Georgia would need at least four new juvenile detention centers if the state raises the age at which teens are charged with crimes as an adult from 17 to 18, state officials said.

Georgia is one of three states in the nation that charge 17-year-olds who commit crimes as adults. There were about 6,600 17-year-olds arrested in 2018 — the bulk of them in the Atlanta area — according to state data.

Juvenile Justice Commissioner Tyrone Oliver, speaking before a House panel studying legislation to change the age, said bringing that many more metro Atlanta teens through the juvenile system would overwhelm current detention centers.

“Our current facilities would be over capacity based on these numbers,” Oliver said. “If this bill passes, then we would have to build some more facilities in those areas.”

Cobb, Fulton and Gwinnett counties each saw between 400 and 500 arrests of 17-year-olds in 2018. Oliver said he thought it would cost about $200 million to build two regional youth detention centers and two youth development campuses. Each facility has about 50 beds, he said.

Currently, if someone who is 17 is charged with a crime, he or she is tried in state court as an adult. But House Juvenile Justice Committee Chairwoman Mandi Ballinger said Georgia should allow those teens to go through the juvenile court system. Georgia, Texas and Wisconsin are the only states that charge those over 16 years old as adults.

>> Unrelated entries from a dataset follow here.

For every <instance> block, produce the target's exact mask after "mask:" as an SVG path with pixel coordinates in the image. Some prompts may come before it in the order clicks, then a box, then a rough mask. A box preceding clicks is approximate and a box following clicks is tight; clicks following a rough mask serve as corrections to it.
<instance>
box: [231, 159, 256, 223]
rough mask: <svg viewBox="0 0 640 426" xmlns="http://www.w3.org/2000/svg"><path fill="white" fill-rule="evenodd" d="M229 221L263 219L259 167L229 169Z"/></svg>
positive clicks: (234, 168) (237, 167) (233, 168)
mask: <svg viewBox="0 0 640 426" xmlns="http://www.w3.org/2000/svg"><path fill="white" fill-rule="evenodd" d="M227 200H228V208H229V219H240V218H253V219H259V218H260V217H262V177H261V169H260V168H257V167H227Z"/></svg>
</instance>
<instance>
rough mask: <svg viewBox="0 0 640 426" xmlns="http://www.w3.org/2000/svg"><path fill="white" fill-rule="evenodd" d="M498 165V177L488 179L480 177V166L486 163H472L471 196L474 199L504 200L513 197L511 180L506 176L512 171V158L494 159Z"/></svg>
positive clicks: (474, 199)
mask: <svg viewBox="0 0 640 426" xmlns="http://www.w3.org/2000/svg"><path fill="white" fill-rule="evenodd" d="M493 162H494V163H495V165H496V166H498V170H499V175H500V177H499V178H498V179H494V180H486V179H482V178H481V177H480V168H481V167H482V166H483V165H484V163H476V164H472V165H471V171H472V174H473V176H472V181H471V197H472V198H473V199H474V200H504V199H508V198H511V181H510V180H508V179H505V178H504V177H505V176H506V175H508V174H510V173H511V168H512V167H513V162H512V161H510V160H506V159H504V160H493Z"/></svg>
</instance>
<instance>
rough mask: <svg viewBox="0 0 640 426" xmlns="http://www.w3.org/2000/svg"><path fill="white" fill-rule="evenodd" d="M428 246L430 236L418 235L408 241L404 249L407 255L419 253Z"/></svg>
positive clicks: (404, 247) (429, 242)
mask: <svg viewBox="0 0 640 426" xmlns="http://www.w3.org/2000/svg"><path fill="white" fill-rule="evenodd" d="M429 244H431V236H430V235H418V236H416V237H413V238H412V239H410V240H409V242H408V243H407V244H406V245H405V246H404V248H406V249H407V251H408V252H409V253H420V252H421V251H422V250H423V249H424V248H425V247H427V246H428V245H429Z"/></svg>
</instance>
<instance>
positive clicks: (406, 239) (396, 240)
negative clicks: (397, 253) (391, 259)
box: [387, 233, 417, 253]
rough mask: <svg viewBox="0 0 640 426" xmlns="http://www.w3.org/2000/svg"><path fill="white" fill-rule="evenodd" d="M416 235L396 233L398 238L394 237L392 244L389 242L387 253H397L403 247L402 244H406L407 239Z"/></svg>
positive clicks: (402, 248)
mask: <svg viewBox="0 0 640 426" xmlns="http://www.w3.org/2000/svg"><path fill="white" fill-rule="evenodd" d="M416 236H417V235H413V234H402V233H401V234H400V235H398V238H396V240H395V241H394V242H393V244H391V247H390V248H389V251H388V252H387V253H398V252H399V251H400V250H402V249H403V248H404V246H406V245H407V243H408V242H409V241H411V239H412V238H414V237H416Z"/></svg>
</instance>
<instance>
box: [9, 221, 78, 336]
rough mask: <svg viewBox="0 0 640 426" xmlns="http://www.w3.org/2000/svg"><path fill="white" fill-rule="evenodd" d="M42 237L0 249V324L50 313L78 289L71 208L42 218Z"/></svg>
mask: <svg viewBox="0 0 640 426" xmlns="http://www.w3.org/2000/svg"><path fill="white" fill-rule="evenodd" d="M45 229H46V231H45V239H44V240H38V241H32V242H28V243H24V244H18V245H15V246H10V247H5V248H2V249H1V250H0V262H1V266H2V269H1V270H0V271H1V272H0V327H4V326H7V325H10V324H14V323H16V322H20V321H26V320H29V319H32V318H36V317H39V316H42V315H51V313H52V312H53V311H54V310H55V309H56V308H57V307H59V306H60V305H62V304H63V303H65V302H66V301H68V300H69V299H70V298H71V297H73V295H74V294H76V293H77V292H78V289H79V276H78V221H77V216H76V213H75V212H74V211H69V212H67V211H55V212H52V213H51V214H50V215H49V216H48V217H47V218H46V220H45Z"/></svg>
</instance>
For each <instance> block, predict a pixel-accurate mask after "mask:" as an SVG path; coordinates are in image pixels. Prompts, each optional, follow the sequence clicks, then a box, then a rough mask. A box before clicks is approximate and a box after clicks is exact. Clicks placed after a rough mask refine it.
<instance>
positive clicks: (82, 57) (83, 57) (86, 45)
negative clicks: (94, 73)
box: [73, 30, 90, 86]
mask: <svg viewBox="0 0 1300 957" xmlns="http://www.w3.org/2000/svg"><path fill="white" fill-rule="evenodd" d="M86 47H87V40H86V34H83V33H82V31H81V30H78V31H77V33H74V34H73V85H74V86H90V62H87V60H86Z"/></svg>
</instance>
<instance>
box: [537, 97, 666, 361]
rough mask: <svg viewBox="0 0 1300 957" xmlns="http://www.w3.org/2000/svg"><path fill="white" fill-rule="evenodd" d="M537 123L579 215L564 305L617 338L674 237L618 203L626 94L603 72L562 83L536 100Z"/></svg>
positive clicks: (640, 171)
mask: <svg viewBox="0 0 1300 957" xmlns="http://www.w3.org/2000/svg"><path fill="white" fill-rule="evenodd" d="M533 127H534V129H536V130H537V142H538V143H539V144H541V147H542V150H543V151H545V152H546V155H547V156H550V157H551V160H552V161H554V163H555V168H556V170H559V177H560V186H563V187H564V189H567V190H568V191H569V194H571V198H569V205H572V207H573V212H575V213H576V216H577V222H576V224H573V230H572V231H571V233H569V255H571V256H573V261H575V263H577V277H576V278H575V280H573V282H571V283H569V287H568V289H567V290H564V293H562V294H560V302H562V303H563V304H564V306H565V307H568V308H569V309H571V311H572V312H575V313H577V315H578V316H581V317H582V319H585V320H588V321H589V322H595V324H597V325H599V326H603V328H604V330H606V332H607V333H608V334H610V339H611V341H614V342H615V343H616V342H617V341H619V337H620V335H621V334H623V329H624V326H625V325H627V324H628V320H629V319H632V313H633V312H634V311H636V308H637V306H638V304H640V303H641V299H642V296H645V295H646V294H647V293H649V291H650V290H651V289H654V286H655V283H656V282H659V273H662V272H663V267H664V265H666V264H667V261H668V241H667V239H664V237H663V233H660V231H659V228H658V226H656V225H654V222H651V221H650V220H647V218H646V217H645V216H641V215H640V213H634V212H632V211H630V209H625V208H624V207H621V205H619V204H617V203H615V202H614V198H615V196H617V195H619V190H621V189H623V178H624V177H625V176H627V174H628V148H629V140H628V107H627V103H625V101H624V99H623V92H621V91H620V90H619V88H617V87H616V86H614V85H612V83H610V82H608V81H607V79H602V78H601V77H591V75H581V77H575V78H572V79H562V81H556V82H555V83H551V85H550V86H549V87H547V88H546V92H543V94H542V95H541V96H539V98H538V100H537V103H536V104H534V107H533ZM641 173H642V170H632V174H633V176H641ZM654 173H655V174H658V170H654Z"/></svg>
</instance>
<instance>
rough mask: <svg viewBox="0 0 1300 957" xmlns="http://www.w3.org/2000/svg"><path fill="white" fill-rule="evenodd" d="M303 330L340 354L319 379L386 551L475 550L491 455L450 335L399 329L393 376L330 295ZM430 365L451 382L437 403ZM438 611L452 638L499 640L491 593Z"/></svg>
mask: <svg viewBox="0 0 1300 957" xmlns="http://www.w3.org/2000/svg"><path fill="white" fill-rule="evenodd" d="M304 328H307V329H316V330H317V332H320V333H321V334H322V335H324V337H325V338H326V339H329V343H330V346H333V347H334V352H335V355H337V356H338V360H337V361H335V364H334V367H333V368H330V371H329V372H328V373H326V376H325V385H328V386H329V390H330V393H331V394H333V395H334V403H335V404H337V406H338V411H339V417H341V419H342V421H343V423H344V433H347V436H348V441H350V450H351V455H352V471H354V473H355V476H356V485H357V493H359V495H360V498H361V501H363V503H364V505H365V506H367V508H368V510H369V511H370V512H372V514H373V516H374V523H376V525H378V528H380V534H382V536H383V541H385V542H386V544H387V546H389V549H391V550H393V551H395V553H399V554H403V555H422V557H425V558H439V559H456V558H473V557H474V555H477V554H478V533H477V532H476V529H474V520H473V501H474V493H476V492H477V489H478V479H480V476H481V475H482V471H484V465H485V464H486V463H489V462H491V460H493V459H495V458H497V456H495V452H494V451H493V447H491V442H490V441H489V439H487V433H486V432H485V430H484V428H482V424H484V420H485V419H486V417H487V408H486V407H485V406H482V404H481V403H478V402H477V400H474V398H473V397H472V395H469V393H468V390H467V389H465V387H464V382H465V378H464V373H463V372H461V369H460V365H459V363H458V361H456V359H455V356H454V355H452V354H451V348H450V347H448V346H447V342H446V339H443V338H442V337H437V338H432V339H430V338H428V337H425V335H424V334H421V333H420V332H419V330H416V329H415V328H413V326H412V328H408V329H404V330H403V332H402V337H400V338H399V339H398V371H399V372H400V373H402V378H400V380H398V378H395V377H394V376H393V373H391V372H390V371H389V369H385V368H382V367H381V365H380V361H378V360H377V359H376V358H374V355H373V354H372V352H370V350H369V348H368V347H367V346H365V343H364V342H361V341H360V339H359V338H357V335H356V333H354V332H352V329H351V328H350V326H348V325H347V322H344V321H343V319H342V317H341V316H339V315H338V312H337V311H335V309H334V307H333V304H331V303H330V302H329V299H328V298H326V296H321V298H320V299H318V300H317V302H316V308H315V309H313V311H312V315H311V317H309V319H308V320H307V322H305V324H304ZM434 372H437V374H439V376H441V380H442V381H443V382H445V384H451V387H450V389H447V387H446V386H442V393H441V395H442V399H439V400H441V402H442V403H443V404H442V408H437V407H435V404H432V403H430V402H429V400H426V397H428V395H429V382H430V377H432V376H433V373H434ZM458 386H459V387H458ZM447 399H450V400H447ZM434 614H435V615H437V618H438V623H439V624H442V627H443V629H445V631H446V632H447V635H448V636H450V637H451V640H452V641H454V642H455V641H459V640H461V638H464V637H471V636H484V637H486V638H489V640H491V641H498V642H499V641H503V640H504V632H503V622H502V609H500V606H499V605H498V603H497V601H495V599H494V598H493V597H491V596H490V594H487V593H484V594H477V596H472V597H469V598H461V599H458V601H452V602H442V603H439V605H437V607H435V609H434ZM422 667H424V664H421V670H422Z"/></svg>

House Bill 440, sponsored by Ballinger, would allow cases involving 17-year-olds to be handled in the juvenile justice system. Supporters of the legislation say it would keep those under 18 out of state prisons and give them more access to services to keep them from offending again.

A 1994 law allows courts to charge Georgia teens between 13 and 17 as adults if they commit certain offenses — murder, rape, voluntary manslaughter, aggravated sexual battery, aggravated child molestation and robbery with a firearm. Ballinger’s proposal would not change that.

Ballinger, a Canton Republican, said 17-year-olds are best served in juvenile court, where they can get access to services that address underlying issues such as mental health, substance abuse and anger management.

But representatives of Georgia’s law enforcement groups told lawmakers that 17-year-olds should continue to go through the adult court system.

“One of the things that I hear repeatedly from sheriffs is this: These 17-year-olds fail to benefit from the juvenile system,” said Terry Norris, the executive director of the Georgia Sheriffs’ Association. “Not from the failure of the system itself, necessarily. But they chose not to learn from their mistakes.”